A mother knows the cry. “Help, Mommy!” When I hear the sound of my child’s voice, desperate and troubled, calling out for me in this way, I answer, “Hold on, Mommy’s coming.”
What if my child received my help repeatedly, but he still persisted in rebelling and provoking me and honoring another mother?
The Psalmist gives a similar problem as an example when he describes the response of God’s people in Psalm 78. In addition, the act of recounting all that God has done is not just so the Psalmist can sing a song, or tell a story. It’s described for a purpose. If I believe God allows and inspires the words of the Bible, then by studying Psalm 78, I’m given a view of God’s interactions with His people in the past. From this, I can discern what God hungers to see in me today, or what He might find detestable. Isn’t it great that we have the Bible and don’t have to guess what pleases God?
First, the Psalmist explains the purpose of remembering the days of God’s provision. When you read the next couple of verses, think about this possibility. Is God about the business of building generations of believers who trust in His provision?
“That the generation to come might know them, that the children still to be born might arise and recount them to their children, that they might set their hope in God, and not forget the works of God, but keep His commandments and might not be as their fathers—a stubborn and rebellious generation, that set not their hearts aright nor prepared their hearts to know God, and whose spirits were not steadfast and faithful to God.”
Here’s the dynamics. Whether we have actual descendents or not, we need to practice remembering God’s good to us so that our own relationship to God, bought by the price of Jesus’ death, grows and thrives. Secondly, by practicing praise and remembering God’s good, we breathe life into the spiritual atmosphere around us. Others might take note of the goodness and purposefulness of our God and take Him as their own God. A chain reaction might occur. Even if you have no physical descendents of your own, your praise of God can lead to the birth of a spiritual chain reaction.
Unfortunately, the opposite can also take place. In verse 36, the Psalmist speaks of a people who, “flattered Him with their mouths and lied to Him with their tongues.”
“For their hearts were not right or sincere with Him, neither were they faithful and steadfast to His covenant.” (He would be their God and they would only worship Him.)
In spite of the huge list of ways God provided for His people in the time of their oppression and wilderness life, they turned almost immediately back to wrong living. Regarding the time gap verse 30 says, “but scarce had they stilled their craving.” Verse 32 informs us that even God’s punishment did not deter them.
“In spite of all this, they sinned still more, for they believed NOT in His wondrous works.”
The phrase, “believed not” in my Bible version is elaborated by the words, “relied not on and adhered not to Him for.” Their unbelief was manifested by not leaning, relying or turning to God. They did it their way. They trusted in their own sources. God’s people are described as turning to anything and everything but God.

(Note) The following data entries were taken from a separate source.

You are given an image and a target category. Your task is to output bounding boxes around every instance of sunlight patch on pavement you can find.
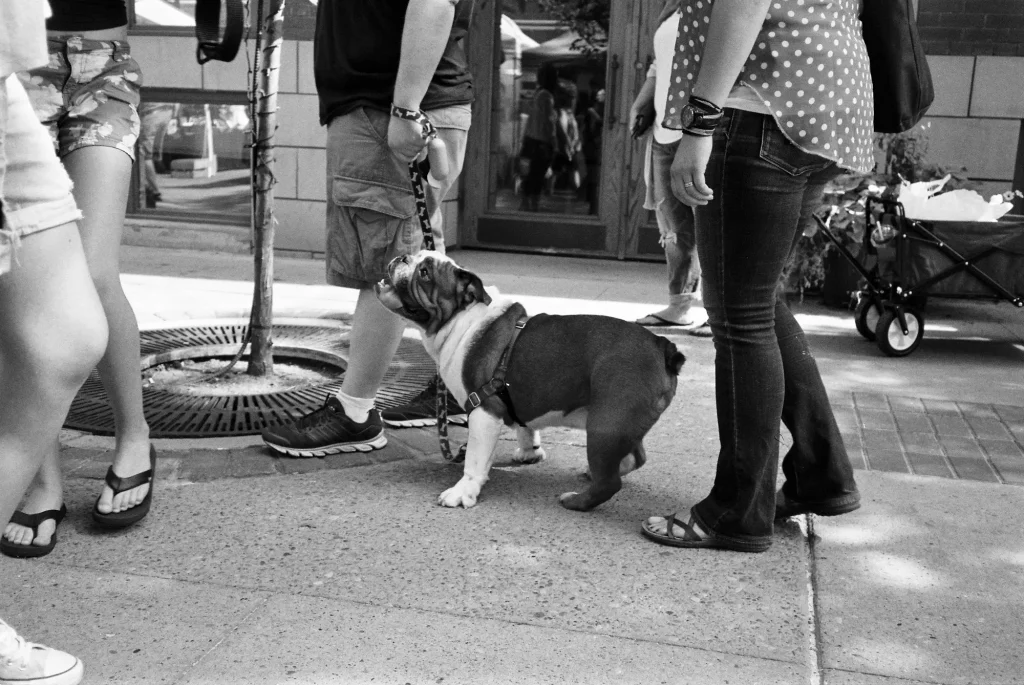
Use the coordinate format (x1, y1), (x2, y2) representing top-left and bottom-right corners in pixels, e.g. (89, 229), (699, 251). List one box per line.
(836, 634), (934, 671)
(865, 552), (950, 590)
(990, 549), (1024, 567)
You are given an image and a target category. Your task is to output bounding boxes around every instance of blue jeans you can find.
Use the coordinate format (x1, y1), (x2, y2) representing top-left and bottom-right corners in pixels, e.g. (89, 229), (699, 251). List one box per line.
(693, 110), (860, 551)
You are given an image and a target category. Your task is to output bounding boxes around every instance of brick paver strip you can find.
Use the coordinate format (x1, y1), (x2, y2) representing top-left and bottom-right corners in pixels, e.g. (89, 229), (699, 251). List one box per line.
(967, 417), (1013, 440)
(893, 412), (933, 435)
(939, 436), (985, 459)
(836, 392), (1024, 485)
(860, 428), (899, 452)
(899, 431), (942, 456)
(993, 404), (1024, 426)
(853, 392), (889, 412)
(949, 456), (999, 483)
(992, 455), (1024, 485)
(865, 447), (909, 473)
(906, 452), (955, 478)
(857, 409), (896, 430)
(889, 397), (925, 414)
(978, 437), (1024, 463)
(922, 399), (959, 416)
(928, 414), (974, 437)
(956, 402), (999, 420)
(60, 392), (1024, 485)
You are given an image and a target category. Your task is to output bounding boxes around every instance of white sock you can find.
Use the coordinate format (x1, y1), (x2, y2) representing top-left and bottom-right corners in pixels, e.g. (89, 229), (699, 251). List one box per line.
(336, 390), (374, 423)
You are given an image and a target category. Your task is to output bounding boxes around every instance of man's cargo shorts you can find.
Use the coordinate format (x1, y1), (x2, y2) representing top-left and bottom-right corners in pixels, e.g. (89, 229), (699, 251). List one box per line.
(327, 104), (471, 288)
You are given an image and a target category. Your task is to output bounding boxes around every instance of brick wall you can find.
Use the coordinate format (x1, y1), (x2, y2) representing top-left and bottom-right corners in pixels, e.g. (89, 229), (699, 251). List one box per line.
(918, 0), (1024, 56)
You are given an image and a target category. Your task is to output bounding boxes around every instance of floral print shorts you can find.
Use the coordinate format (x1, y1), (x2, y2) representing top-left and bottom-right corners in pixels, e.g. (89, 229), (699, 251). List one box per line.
(18, 36), (142, 160)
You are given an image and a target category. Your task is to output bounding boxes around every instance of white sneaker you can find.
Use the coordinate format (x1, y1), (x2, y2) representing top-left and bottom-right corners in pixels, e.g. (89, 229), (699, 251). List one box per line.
(0, 620), (85, 685)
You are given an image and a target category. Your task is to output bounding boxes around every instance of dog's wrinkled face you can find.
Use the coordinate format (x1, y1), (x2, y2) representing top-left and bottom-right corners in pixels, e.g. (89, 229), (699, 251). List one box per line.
(375, 250), (490, 335)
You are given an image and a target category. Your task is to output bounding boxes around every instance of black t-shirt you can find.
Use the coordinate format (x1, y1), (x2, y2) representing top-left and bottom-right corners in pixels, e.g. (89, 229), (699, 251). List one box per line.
(313, 0), (473, 125)
(46, 0), (128, 33)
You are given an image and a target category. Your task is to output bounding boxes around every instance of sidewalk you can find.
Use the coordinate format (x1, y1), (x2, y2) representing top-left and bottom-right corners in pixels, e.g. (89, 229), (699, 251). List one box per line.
(6, 248), (1024, 685)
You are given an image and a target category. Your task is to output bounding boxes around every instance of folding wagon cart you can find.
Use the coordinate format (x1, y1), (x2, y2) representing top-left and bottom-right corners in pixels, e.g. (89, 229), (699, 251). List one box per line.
(814, 197), (1024, 356)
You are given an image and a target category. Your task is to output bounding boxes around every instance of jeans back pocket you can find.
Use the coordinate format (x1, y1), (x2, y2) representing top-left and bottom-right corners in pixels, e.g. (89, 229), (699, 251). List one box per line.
(761, 115), (835, 176)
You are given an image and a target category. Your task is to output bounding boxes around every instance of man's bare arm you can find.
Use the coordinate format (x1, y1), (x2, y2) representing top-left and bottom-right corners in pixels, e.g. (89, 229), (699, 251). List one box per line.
(394, 0), (458, 111)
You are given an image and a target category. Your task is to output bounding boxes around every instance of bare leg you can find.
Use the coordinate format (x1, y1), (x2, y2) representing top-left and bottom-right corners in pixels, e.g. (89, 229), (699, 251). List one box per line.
(0, 223), (106, 542)
(63, 145), (150, 514)
(341, 288), (406, 397)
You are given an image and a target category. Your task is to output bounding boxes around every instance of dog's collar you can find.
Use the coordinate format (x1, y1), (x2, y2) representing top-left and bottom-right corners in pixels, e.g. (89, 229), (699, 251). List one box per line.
(466, 315), (529, 428)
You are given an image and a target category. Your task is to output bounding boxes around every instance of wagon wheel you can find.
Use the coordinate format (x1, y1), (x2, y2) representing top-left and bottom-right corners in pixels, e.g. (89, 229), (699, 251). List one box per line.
(874, 307), (925, 356)
(853, 296), (882, 342)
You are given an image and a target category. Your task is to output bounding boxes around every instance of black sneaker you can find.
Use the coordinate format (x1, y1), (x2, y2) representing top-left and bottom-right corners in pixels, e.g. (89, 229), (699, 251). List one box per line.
(381, 376), (469, 428)
(263, 395), (387, 457)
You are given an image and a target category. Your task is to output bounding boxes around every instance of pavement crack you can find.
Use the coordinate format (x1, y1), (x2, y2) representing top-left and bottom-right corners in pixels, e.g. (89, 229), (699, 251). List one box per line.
(802, 514), (825, 685)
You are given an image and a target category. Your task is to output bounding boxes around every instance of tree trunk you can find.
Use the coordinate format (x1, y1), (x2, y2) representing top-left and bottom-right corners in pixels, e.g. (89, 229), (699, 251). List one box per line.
(246, 0), (285, 376)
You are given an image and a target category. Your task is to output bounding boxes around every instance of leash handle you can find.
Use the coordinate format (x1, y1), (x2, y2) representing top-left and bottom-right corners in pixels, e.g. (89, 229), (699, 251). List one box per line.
(405, 109), (466, 464)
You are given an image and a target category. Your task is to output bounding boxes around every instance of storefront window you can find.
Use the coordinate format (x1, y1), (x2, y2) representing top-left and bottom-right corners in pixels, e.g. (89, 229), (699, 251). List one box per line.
(490, 16), (607, 214)
(138, 101), (250, 224)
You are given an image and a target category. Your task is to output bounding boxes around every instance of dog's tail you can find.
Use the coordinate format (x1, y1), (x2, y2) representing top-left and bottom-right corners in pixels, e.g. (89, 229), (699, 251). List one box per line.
(657, 336), (686, 376)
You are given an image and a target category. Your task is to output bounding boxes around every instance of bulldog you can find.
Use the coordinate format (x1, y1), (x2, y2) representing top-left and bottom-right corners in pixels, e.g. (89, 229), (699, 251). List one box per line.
(376, 250), (686, 511)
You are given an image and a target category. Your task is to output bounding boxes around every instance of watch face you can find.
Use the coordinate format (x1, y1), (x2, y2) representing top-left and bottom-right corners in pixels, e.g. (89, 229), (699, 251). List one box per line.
(679, 104), (695, 128)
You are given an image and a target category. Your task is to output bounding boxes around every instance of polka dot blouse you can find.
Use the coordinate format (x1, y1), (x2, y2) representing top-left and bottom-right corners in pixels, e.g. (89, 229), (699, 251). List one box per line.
(664, 0), (874, 172)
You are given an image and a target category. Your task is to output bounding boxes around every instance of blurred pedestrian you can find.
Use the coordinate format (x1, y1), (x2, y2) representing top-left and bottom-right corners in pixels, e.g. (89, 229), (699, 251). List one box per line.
(630, 0), (710, 335)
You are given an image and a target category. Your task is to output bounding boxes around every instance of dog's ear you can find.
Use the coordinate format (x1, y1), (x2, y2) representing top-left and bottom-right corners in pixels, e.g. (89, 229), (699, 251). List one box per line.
(456, 268), (490, 307)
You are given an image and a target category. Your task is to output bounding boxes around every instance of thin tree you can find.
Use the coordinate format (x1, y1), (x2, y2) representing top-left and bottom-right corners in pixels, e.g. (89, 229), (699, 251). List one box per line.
(246, 0), (285, 376)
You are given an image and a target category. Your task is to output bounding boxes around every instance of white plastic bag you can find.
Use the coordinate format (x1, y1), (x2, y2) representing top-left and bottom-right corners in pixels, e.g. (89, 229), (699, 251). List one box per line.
(897, 176), (1014, 221)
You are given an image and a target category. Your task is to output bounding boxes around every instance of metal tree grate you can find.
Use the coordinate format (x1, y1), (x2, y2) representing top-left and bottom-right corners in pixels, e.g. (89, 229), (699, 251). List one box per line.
(65, 324), (436, 437)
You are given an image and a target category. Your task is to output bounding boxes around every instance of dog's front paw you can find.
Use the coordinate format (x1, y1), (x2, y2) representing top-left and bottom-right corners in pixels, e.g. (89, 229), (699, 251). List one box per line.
(558, 493), (592, 511)
(512, 447), (548, 464)
(437, 477), (480, 509)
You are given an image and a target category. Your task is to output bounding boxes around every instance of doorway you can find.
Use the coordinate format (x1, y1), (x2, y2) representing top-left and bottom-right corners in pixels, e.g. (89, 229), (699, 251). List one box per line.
(461, 0), (665, 260)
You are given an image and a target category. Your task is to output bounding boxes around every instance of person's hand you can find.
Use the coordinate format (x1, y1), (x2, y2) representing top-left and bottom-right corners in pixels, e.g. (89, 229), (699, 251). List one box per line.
(672, 134), (715, 207)
(387, 117), (427, 164)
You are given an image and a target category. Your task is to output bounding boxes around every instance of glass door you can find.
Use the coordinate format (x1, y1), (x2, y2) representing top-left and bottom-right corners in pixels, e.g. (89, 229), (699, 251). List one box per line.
(461, 0), (660, 257)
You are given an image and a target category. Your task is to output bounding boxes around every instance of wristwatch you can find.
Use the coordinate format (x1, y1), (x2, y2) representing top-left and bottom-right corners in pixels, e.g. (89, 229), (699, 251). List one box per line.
(679, 95), (722, 136)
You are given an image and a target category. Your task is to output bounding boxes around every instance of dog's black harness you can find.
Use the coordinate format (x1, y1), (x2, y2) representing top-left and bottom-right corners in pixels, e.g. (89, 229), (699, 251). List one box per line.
(466, 315), (529, 421)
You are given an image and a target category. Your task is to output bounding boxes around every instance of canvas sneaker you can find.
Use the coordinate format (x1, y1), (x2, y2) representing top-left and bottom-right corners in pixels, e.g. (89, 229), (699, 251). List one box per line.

Verse 56 and 57 sums up their wayward hearts and gives us a visual aid.
“They tempted and provoked and rebelled against the Most High God and kept not His testimonies. They turned back and dealt unfaithfully and treacherously like their fathers; they were twisted like a warped and deceitful bow that will not respond to the archer’s aim.”
The next few verses speak of how God’s wrath, loathing, and abhorring of His people for being this way resulted in His vacancy. He left the tabernacle where he had dwelt with them, allowed captivity and powerlessness to reign. War devoured them.
Then in verses 65-72, we read about God’s rally back to the side of His people, and it was not because they earned it. (How can anyone ever possibly earn the right to be accompanied by God?) God returned to them, because He is God, but with His return, He instilled a change. He chose a new tribe and place to establish His sanctuary. In that day, He chose a shepherd man with an upright heart and discernment and skill in his hands. David, a man who led sheep, became the leader of God’s people. David’s leadership was the start of the good that came out of a very bad situation. We know how from David’s line came Jesus, and from knowing Jesus, I can come to God. That day, God chose me. The question I need to consider is this. Am I living as a warped bow, unable to be used to shoot straight by the archer?
“Oh God, let me re-align with Your purpose. Prod my mind and my memory and fill it with praise for all the good You have done, and are doing, in spite of my wilderness. Help me turn only to You and Your ways. Give me courage to run from all else. Amen.”